I was thinking about our parents this morning, Carolyn and mine. The two of us are now getting closer to their ages when they passed away. Thankfully, we are both still pretty healthy and we began self quarantining a week before the order was given.
Anyway, I got to thinking about what our folks might think about what this old world has come to. All four of them lived through almost all of the 20th century, births ranging from 1902 to 1911. One of them, Carolyn’s dad, even lived to see Y2K at age 92. They were part of what Tom Brokaw called “Our Greatest Generation.” Would they be looking down, shaking their heads in disgust, at the situation we find ourselves in today? I don’t think so.
Our parents, maybe yours too, lived through some equally rough times — perhaps times that were more difficult than our own. They would understand that these are days for us all to come together.

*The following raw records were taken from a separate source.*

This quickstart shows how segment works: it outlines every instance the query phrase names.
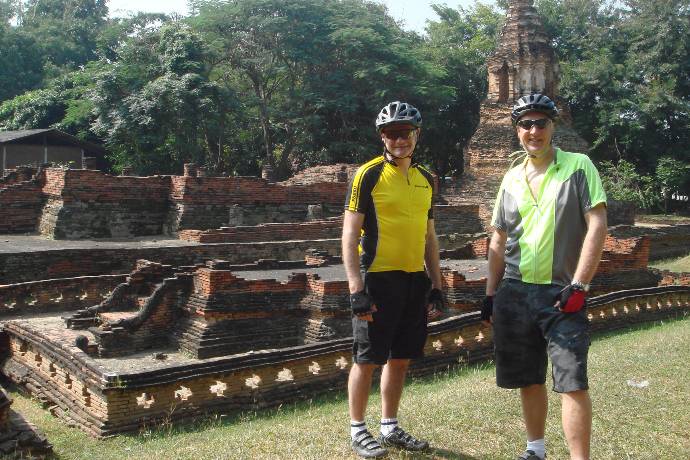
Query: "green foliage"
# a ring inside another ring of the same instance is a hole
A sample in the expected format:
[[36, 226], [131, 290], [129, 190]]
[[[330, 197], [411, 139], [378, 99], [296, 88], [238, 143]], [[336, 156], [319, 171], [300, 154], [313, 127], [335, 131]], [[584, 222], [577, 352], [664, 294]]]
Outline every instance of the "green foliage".
[[632, 201], [643, 209], [658, 204], [660, 196], [654, 179], [640, 174], [629, 161], [603, 161], [599, 172], [608, 198]]
[[[438, 69], [383, 7], [361, 0], [196, 2], [193, 24], [219, 84], [242, 95], [244, 139], [281, 176], [379, 150], [372, 119], [394, 99], [421, 105]], [[424, 107], [420, 107], [424, 110]], [[253, 122], [257, 120], [258, 123]]]
[[659, 159], [659, 163], [656, 165], [655, 178], [664, 199], [664, 213], [668, 213], [668, 202], [671, 195], [688, 181], [689, 174], [690, 163], [670, 157]]
[[[504, 20], [496, 7], [435, 5], [421, 37], [366, 0], [190, 5], [183, 20], [108, 19], [105, 0], [0, 0], [0, 126], [104, 142], [140, 173], [195, 161], [228, 174], [269, 164], [283, 178], [377, 154], [373, 119], [397, 99], [422, 111], [417, 159], [462, 172]], [[662, 158], [690, 162], [688, 0], [535, 5], [593, 158], [625, 160], [639, 180]]]
[[91, 142], [93, 101], [90, 93], [102, 67], [91, 62], [84, 68], [50, 81], [48, 88], [26, 92], [0, 104], [0, 129], [53, 127]]
[[107, 15], [106, 0], [29, 0], [21, 12], [21, 28], [56, 69], [74, 68], [96, 58]]
[[43, 79], [43, 57], [29, 34], [0, 26], [0, 101], [35, 89]]
[[117, 52], [93, 91], [93, 130], [106, 140], [115, 168], [179, 173], [184, 162], [207, 164], [213, 149], [203, 143], [217, 138], [227, 94], [208, 80], [200, 37], [171, 22]]
[[622, 158], [645, 173], [662, 157], [689, 161], [688, 0], [536, 6], [561, 59], [561, 94], [593, 156]]
[[37, 89], [0, 105], [0, 128], [3, 130], [48, 127], [59, 122], [65, 105], [58, 91]]

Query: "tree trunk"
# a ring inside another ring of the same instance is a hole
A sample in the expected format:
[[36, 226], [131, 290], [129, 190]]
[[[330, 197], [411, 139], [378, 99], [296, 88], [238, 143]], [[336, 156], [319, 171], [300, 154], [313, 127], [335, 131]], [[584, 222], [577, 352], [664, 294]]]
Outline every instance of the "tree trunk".
[[266, 149], [266, 163], [273, 166], [273, 140], [271, 139], [270, 119], [268, 117], [268, 101], [263, 82], [254, 76], [250, 76], [254, 84], [254, 93], [259, 98], [259, 121], [263, 130], [264, 148]]

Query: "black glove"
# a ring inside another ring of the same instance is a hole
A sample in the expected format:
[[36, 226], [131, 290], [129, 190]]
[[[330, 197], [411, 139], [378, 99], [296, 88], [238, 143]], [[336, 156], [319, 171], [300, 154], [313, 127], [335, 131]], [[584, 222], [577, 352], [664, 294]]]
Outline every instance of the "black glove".
[[487, 295], [482, 300], [482, 321], [491, 321], [491, 316], [494, 314], [494, 296]]
[[371, 308], [374, 302], [364, 291], [355, 292], [350, 294], [350, 307], [352, 307], [352, 314], [356, 316], [367, 315], [373, 313]]
[[441, 314], [446, 311], [446, 301], [443, 298], [443, 291], [436, 288], [429, 291], [427, 304], [431, 304], [431, 310], [428, 312], [429, 319], [436, 319], [441, 316]]

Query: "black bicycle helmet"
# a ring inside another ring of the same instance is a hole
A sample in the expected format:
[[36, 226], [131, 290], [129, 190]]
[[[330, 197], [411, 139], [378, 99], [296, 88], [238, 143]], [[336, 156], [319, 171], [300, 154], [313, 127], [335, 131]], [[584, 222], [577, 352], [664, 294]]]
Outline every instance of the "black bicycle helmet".
[[419, 128], [422, 126], [422, 114], [407, 102], [391, 102], [382, 108], [376, 117], [376, 130], [380, 132], [391, 125], [412, 125]]
[[513, 126], [527, 112], [543, 113], [552, 120], [558, 116], [556, 104], [548, 96], [539, 93], [522, 96], [517, 100], [513, 106], [513, 111], [510, 113]]

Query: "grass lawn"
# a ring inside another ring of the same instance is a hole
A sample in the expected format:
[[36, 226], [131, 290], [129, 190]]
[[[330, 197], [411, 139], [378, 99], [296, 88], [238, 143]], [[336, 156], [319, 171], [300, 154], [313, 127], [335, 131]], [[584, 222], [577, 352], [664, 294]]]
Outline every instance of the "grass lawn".
[[650, 224], [690, 224], [690, 216], [678, 216], [675, 214], [640, 214], [635, 216], [635, 220]]
[[690, 254], [675, 259], [657, 260], [649, 264], [649, 266], [658, 268], [659, 270], [669, 270], [676, 273], [690, 272]]
[[[690, 318], [597, 336], [590, 351], [594, 459], [690, 458]], [[627, 382], [647, 381], [638, 388]], [[13, 393], [13, 408], [47, 434], [63, 459], [354, 459], [348, 445], [345, 392], [277, 409], [163, 427], [106, 440], [88, 437]], [[560, 401], [550, 396], [549, 459], [568, 458]], [[367, 421], [377, 428], [380, 398]], [[514, 391], [494, 384], [491, 364], [409, 382], [400, 419], [437, 449], [389, 458], [513, 459], [524, 449]]]

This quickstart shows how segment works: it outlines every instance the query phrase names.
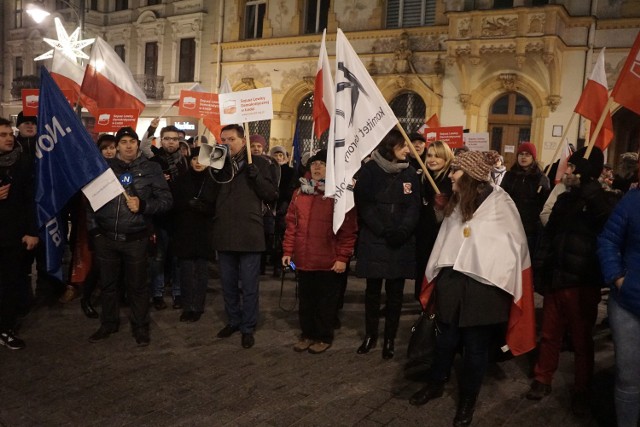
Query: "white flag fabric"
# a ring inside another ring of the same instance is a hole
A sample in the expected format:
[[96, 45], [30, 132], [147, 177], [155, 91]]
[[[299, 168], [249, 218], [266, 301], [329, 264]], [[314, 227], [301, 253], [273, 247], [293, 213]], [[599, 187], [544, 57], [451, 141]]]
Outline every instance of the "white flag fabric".
[[334, 198], [333, 231], [337, 232], [345, 214], [354, 206], [353, 176], [398, 119], [340, 29], [336, 38], [335, 87], [325, 194]]

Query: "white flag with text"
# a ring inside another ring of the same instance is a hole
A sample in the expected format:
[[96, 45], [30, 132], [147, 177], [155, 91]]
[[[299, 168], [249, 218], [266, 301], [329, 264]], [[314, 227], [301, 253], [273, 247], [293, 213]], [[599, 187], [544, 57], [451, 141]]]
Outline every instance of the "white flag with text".
[[398, 119], [340, 29], [336, 38], [335, 87], [325, 194], [334, 198], [333, 231], [337, 232], [345, 214], [354, 206], [353, 176]]

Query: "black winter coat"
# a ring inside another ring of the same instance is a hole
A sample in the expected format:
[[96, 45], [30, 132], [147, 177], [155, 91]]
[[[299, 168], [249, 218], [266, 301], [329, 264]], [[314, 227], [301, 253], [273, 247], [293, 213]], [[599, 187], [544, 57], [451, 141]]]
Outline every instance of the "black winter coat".
[[[107, 163], [120, 182], [125, 181], [126, 192], [140, 198], [140, 210], [131, 212], [124, 195], [120, 194], [97, 212], [89, 212], [89, 232], [105, 234], [114, 240], [123, 238], [122, 235], [142, 236], [148, 233], [153, 215], [168, 211], [173, 203], [162, 169], [144, 156], [138, 156], [131, 163], [117, 158], [107, 159]], [[130, 183], [125, 179], [129, 176]]]
[[33, 173], [31, 156], [24, 152], [11, 166], [0, 166], [0, 186], [11, 184], [9, 196], [0, 200], [0, 246], [20, 244], [25, 235], [38, 236]]
[[[528, 238], [539, 231], [540, 211], [549, 197], [549, 179], [535, 166], [524, 170], [518, 164], [507, 171], [500, 186], [509, 193], [520, 213]], [[538, 192], [538, 188], [542, 187]]]
[[191, 169], [176, 182], [173, 223], [169, 229], [172, 252], [178, 258], [212, 258], [213, 205], [201, 196], [210, 185], [209, 172]]
[[416, 170], [409, 166], [391, 174], [371, 160], [360, 169], [354, 191], [360, 229], [356, 275], [415, 278], [414, 231], [421, 203]]
[[263, 202], [278, 200], [269, 160], [253, 157], [258, 175], [252, 179], [245, 161], [228, 183], [215, 183], [207, 198], [215, 200], [213, 248], [218, 251], [262, 252], [265, 250]]
[[613, 197], [597, 181], [571, 188], [558, 197], [544, 229], [546, 244], [541, 246], [550, 248], [544, 254], [545, 291], [603, 286], [597, 237], [615, 206]]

The greatest generation survived the 1918 Spanish flu pandemic, struggled through the First World War, found themselves hurting for jobs during the Great Depression, conquered tyranny in WWII, managed to defuse the threat of atomic annihilation during the Cold War, found a cure for the polio epidemic, fought the Korean Conflict to a stalemate, supported our soldiers in the Vietnam War, and provided for their families throughout it all.
I can almost hear them saying, “Y’all can make it through this if you pull together. We know you can come out on the other side of this crisis okay.”
Things may be different than before, but that was true for us. Like they say, “Tough times don’t last, but tough people do.” The greatest advice we can give you came from Jesus Christ: “Love the Lord your God with all your heart, soul, mind and strength. Love your neighbor as you love yourself. Right now, your neighbor can use all the love you can give.”
“Are you sure we will make it?” I might be tempted to ask. “Of course you will. You’ve got our DNA in you.”